Hanya saja dalam tradisi wetu telu terdapat sejumlah perbedaan dalam tata cara pelaksanaannya dengan
Waktu Lima. Dalam tradisi wetu telu, maleman Pitrah merupakan saat dimana masing-masing anggota
masyarakat mengumpulkan pitrah kepada para kyai yang melaksanakan puasa dan
hanya dibagikan di antara para kyai saja. Bentuk pitrahnya pun berbeda. Dalam
ajaran waktu lima, yang juga mentradisi di kalangan Islam pada umumnya,
zakat fitrah hanya berupa bahan makanan dengan jumlah tertentu dan hanya
dikeluarkan untuk orang-orang yang hidup. Dalam tradisi wetu telu,
Pitrahnya berupa makanan, hasil pertanian, maupun uang, termasuk uang kuno, dan
berlaku baik untuk yang masih hidup maupun yang sudah meninggal. Untuk yang
masih hidup Pitrah itu disebut Pitrah Urip, sedangkan untuk yang sudah
meninggal disebut Pitrah Pati.
Sedangkan
Lebaran Tinggi identik dengan pelaksanaan hari raya Idul Fitri bagi penganut waktu
lima.

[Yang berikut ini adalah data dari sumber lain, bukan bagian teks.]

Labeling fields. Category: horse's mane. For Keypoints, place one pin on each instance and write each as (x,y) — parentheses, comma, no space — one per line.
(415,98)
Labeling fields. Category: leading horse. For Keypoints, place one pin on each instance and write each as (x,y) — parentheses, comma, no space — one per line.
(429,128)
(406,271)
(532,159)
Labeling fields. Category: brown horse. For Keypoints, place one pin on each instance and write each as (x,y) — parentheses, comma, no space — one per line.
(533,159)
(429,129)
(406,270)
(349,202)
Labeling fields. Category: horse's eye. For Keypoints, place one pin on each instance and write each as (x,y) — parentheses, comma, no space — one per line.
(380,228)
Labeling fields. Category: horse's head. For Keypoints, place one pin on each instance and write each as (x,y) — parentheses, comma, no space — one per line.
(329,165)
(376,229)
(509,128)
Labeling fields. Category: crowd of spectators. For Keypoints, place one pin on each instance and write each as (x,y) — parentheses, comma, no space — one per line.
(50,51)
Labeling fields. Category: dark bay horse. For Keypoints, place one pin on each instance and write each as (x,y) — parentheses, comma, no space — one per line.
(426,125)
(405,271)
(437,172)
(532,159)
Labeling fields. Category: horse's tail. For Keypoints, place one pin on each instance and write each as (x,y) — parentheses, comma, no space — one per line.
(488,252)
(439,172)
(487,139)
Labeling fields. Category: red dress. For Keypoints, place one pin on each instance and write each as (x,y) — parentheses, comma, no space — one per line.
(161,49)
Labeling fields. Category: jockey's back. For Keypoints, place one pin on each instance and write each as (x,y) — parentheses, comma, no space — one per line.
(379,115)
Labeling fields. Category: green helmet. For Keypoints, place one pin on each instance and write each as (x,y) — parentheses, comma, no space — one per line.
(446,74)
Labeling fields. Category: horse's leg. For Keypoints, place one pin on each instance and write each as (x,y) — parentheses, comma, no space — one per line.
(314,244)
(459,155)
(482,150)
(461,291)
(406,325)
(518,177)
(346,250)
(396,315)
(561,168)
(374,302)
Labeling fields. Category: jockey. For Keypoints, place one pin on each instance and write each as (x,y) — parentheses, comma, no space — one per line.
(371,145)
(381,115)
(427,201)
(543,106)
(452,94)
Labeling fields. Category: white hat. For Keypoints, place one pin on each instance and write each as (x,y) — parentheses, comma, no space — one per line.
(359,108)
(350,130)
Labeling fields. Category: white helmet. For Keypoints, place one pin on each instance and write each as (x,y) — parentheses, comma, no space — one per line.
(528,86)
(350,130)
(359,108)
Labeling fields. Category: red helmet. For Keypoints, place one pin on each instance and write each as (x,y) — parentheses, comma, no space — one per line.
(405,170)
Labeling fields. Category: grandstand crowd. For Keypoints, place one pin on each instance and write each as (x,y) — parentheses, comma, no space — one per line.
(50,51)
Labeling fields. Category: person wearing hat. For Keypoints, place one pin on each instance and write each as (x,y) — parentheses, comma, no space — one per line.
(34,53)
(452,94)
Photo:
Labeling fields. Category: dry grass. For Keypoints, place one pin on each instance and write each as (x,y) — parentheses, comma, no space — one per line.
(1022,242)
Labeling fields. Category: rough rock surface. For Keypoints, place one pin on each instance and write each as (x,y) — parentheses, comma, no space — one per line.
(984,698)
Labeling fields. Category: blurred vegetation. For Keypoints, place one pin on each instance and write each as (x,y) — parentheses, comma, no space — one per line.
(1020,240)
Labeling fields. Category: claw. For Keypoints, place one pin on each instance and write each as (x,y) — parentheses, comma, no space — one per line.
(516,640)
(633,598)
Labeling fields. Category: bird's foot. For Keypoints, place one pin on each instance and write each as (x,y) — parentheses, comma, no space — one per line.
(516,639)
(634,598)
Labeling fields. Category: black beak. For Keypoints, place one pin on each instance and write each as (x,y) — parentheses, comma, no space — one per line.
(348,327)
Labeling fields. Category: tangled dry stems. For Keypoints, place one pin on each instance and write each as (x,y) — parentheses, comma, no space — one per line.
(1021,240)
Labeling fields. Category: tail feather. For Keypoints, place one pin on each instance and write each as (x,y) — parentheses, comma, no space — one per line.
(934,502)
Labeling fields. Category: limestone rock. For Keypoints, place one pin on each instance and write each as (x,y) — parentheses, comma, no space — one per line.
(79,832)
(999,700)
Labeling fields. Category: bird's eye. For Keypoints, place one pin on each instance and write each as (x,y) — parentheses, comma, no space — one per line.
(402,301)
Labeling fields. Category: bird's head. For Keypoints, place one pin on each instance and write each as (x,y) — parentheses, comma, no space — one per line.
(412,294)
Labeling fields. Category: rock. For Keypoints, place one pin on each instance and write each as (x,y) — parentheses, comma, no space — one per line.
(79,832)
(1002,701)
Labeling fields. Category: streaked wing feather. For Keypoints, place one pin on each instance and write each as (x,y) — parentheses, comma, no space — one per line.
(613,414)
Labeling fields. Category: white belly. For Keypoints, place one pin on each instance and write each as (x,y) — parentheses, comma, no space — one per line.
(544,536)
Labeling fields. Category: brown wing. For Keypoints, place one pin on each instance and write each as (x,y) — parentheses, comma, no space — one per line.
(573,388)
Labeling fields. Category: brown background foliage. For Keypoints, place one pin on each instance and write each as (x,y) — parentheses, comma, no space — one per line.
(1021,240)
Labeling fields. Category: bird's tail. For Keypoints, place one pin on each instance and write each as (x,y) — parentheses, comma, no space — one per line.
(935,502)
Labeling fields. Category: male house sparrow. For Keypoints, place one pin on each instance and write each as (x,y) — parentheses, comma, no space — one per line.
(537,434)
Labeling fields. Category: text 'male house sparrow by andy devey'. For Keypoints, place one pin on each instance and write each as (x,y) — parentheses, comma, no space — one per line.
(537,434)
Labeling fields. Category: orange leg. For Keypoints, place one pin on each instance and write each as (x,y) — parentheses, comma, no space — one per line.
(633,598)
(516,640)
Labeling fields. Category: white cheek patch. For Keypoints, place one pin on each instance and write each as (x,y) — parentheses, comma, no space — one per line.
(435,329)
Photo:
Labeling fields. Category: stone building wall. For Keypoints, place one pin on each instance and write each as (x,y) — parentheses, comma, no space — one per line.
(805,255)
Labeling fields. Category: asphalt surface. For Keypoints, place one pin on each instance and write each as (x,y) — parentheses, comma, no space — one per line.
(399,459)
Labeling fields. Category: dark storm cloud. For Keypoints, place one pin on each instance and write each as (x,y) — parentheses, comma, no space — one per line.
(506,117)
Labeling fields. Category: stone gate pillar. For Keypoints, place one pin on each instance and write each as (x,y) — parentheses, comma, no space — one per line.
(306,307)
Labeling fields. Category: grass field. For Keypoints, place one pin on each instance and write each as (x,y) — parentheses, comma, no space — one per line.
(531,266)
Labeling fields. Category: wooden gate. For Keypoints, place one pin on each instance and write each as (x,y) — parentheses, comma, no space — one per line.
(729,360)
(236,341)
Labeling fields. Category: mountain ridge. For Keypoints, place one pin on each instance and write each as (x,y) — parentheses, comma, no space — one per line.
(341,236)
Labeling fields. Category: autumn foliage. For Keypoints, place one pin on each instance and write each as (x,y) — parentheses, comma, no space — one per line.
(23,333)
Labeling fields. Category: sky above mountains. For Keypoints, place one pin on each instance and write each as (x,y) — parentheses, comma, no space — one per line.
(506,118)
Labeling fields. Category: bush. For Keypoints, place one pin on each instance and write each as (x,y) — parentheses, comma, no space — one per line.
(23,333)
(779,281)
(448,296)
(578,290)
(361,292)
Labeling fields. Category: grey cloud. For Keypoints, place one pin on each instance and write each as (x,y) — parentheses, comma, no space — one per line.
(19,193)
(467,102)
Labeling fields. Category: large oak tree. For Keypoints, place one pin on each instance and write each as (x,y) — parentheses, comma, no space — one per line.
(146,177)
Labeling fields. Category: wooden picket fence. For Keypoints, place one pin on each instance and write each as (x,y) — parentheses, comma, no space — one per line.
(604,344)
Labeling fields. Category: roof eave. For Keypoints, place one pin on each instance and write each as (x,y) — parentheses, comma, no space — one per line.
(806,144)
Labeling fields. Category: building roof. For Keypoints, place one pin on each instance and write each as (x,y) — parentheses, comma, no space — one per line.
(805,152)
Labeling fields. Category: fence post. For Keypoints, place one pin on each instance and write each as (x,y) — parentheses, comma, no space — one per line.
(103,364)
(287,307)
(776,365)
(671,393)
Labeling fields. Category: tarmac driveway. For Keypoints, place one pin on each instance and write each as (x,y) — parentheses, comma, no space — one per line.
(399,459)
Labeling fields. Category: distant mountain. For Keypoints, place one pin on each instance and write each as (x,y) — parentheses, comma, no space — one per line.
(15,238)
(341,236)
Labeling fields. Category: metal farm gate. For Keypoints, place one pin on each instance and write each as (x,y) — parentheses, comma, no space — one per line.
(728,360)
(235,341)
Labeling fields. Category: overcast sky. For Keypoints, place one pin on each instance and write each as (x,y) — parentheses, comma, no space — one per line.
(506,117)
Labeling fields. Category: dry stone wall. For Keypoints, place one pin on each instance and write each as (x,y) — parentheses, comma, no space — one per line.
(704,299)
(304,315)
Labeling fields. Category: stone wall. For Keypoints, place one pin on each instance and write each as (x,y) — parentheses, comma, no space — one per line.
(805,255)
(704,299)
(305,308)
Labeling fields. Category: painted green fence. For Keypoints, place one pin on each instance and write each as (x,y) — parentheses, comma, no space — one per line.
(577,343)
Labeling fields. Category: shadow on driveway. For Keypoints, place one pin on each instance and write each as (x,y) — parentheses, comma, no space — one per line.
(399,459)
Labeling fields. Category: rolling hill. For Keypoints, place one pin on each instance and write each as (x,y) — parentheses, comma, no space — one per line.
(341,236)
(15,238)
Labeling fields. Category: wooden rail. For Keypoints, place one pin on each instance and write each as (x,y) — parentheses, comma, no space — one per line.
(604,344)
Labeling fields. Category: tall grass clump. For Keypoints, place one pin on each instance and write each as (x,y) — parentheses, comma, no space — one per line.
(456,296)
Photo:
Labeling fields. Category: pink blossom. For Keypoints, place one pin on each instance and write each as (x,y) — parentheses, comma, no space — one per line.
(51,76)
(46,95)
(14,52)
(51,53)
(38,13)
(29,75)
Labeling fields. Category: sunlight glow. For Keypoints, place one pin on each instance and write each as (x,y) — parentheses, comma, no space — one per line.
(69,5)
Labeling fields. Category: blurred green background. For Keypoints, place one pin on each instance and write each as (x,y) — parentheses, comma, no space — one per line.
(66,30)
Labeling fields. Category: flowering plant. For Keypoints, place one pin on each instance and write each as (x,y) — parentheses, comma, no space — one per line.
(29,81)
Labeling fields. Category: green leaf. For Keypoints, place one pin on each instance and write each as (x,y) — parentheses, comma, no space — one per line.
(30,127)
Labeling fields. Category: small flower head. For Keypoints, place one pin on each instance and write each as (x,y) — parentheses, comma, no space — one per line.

Bedanya, dalam upacara Lebaran Tinggi diadakan acara makan bersama
antara pemuka agama dan pemuka adat, serta masyarakat penganut wetu telu.
d.
Lebaran
Topat
Lebaran Topat
diadakan seminggu setelah upacara Lebaran Tinggi. Dalam perayaan ini, seluruh
Kyai dipimpin Penghulu melakukan Sembahyang Qulhu Sataq atau shalat empat
rakaat yang menandai pembacaan surat Al-Ikhlas masing-masing seratus kali.
Lebaran Topat berakhir dengan makan bersama di antara para kyai. Dalam perayaan
ini, ketupat menjadi santapan ritual utama.
e.
Lebaran
Pendek
Lebaran Pendek
identik dengan pelaksanaan hari raya Idul Adha di kalangan waktu lima.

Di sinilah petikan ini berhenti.